Having seen to Roger’s baptism, you will be able to hope that he will soon be in heaven. Wanting, as you surely will, to look forward to joining him there, you should examine yourself and identify the ways you have not been faithful in fulfilling your religious duties, repent and confess those shortcomings as well as any other serious sins, and recommit yourself to a devout Catholic life. I hope and pray that you and Roger will gain by these spiritual means what medical technology cannot give: restored, rich, carefree, and unending life together.

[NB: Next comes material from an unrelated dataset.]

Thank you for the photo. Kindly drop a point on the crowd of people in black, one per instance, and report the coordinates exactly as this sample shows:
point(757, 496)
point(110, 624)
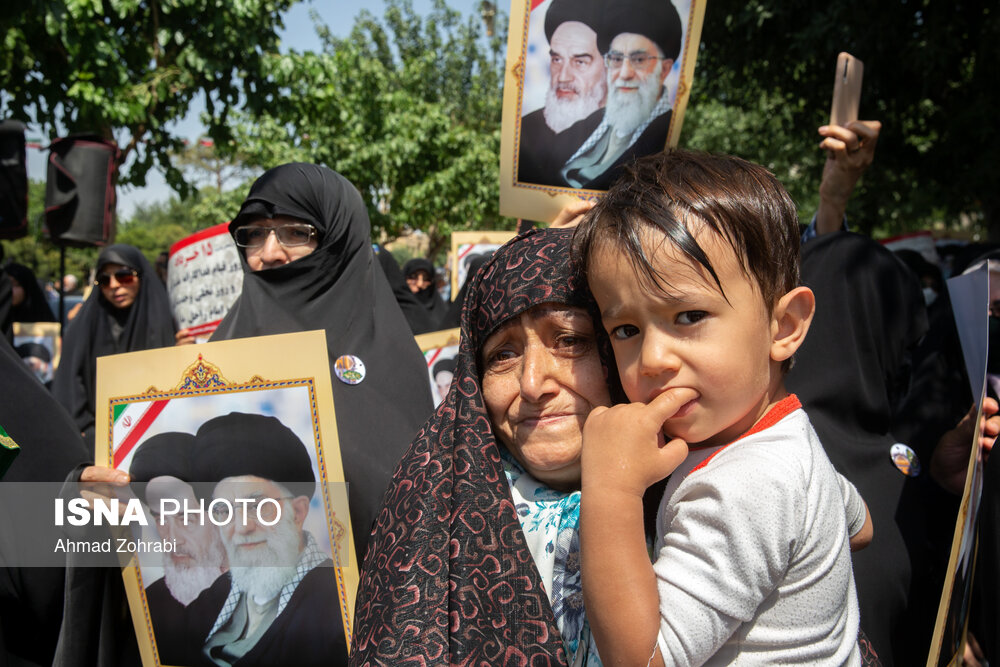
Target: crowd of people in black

153. The questioner’s statement, “The intensive care unit seems to me more intensive than caring; I sometimes imagine it is a horrible laboratory where mad scientists are experimenting on people,” forcefully expresses repugnance to inappropriate, ongoing intensive care. However, it obviously is not an accurate general description of intensive care units and the professionals who staff them. Their skilled and dedicated work generally provides great benefits for suitable patients.

154. See Germain Grisez, “Should Nutrition and Hydration Be Provided to Permanently Unconscious and Other Mentally Disabled Persons?” Linacre Quarterly, 57:2 (May 1990): 30–43.